Dongfeng Race Team Announces Crew For Leg 1 Of Volvo Ocean Race
Published: Monday, 06 October 2014
It has been an interesting journey so far for the Chinese team in the Volvo Ocean Race. Approximately 10 months ago Dongfeng Race Team set out on a mission to select and train Chinese recruits with the hope that they would be ready to race in Leg 1 of the 2014-15 Volvo Ocean Race, starting from Alicante, Spain on Oct 11.
After 10,000 nautical training miles taking place in five countries, the final race crew of Dongfeng Race Team for Leg 1 has been announced.
(Photo courtesy Ainhoa Sanchez / Volvo Ocean Race)
Racing onboard for Leg 1:
Charles Caudrelier (Skipper/Helmsman)
Pascal Bidégorry (Navigator/Helmsman/Trimmer)
Martin Strömberg (Watch Leader/Helmsman/Pit)
Wolf Yang Jiru (Pit/Trimmer)
Thomas Rouxel (Watch Leader/Helsman/Trimmer)
Kévin Escoffier (Bowman/Helmsman)
Horace Chen Jin Hao (Bowman/Trimmer)
Eric Peron (Trimmer/Helmsman)
Yann Riou (Onboard Reporter)
When the Dongfeng Race Team was launched back in October 2013, the ambitions of the project were clear – to have the interests of Chinese sailing at its core, with a significant number of Chinese in both its on-water and support teams – to race for China, and for the future of Chinese sailing. The learning curve has been steep. Taking rookie, Mandarin only speaking Chinese sailors and transforming them into race ready offshore sailors in an international team, able to take on the most extreme and demanding offshore crewed round the world race, has been a huge challenge.
Despite this, six Chinese sailors made it through the intense training programme and are now part of the Dongfeng Race Team final race squad, alongside six professional Western offshore sailors.
Charles Caudrelier had many factors to think about when choosing his crew – the ultimate one being safety.
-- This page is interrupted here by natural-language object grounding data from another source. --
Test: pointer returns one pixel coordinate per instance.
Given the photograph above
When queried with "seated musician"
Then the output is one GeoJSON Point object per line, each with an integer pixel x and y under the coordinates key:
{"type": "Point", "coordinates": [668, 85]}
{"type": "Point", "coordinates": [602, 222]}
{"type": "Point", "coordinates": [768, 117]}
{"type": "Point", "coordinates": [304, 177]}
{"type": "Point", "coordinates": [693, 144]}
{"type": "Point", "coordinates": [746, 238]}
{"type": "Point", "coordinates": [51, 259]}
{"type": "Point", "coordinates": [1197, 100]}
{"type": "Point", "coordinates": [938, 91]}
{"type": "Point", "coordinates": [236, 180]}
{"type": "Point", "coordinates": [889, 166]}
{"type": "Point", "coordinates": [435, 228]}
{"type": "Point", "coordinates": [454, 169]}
The Chinese sailors who race will be the ones most capable of dealing with the extreme nature of life on board. They will also be the most competent and competitive.
“I’m counting down the days,” says Wolf Yang Jiru. “I still cannot believe that in six days my dream will come true. We have worked so hard for this from the moment I saw the recruitment advert I knew I had to do this.”
“I thank everyone for their support, especially the crew and the shore crew,” says Horace Chen Jin Hao. “I know that they have put their trust in us and I really hope I don’t let them down. I have some photos of my family, I will look at the photos whenever I miss them during the race.”
With the extreme demands that the Volvo Ocean Race will impose on the crew, the six Chinese sailors will rotate between set positions on the boat, and key positions in the shore team, throughout the race. On some legs, for example the leg into Sanya, the goal is to have three Chinese sailors amongst the eight-strong crew as traditionally this leg is in lighter winds, and less stressful conditions. The legs known for their extreme nature both in terms of weather and intensity, such as the leg from New Zealand to Brazil through the Southern Ocean, only two Chinese sailors are likely to race. It’s not out of the question that there could be four sailors on one of the shorter legs in Europe. The learning curve will continue to be steep throughout the race for the rookies – and the aim is to finish this race with an experienced squad of sailors and shore team support that can help take Chinese offshore sailing forward in the future.
“I’ve had sleepless nights, I’m not going to lie, but in reality I know what a huge achievement it is to have Horace and Wolf onboard,” says Dongfeng Team Director Bruno Dubois. “I think we have come a long way since the first day we tested the guys in Sanya. I am also pleased with the non-Chinese sailors who kept their focus on what is our primary objective – to launch properly Chinese offshore sailing. I now can let the guys go on this first leg with the feeling that we have made a major step forward for China.”